ILLUSTRATIONS.

["LEETLE MOSE"]
["'WAR—WAR HE 'QUAINTED WITH ENNY OF 'EM?'"]
["THE SADDLE BORE NO RIDER"]
["'YES, SIR, TER KILL HIM EF HE WAR TER INTERFERE WITH ME!'"]
["IT WAS AN ATTITUDE THAT COMMENDED A TEMPORIZING POLICY"]
["HE HAD SNAPPED THE BARREL IN PLACE"]
["'COME, GUTHRIE,' HE ONLY SAID"]
["EVERY DAY THAT DAWNED"]

IN THE "STRANGER PEOPLE'S" COUNTRY.


I.

Who they were, and whence they came, none can say. The mountains where they found their home—their long home—keep silence. The stars, that they knew, look down upon their graves and make no sign. Their memory, unless in some fine and subtle way lingering in the mystery, the pervasive melancholy, the vaguely troublous forecast and retrospect which possess the mind in contemplating this sequestered spot, unhallowed save by the sense of a common humanity, has faded from the earth. None might know that they had ever lived but for a dim tradition associating them with the ancient forgotten peoples of this old hemisphere of ours that we are wont to deem so new. For this is one of the strange burial-grounds of the "pygmy dwellers" of Tennessee; prehistoric, it is held, an extinct diminutive race; only Aztec children, others surmise, of a uniform age and size, buried apart from their kindred, for some unimagined, never-to-be-explained reason; and a more prosaic opinion contends that the curious stone sepulchres contain merely infant relics of the Cherokee Indian. All I know is, here they rest, awaiting that supreme moment when this mortality shall put on immortality, and meanwhile in the solemn environment of the Great Smoky Mountains the "Leetle People" sleep well.

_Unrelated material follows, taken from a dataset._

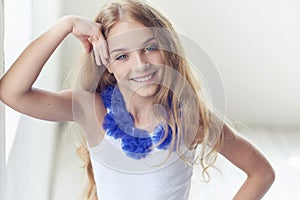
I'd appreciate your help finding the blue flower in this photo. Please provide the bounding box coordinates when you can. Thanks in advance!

Quiet neighbors all these years have they been. So quiet! almost forgotten. In fact, the nearest mountaineers start, with a dazed look, at a question concerning them, then become mysterious, with that superstitious, speculative gleam in the eye as of one who knows much of uncanny lore, but is shy to recount.

"I do declar' I never war so set back in my life ez I felt whenst that thar valley man jes' upped an' axed me 'bout'n them thar Leetle Stranger People buried yander on the rise," declared Stephen Yates, one July evening, as he stood leaning on his rifle before the door of his cabin in the cove. His horse, reeking and blown, still saddled, bore a deer, newly slain, unprotected by the game-laws, and the old hounds, panting and muddy from the chase, lay around the doorstep.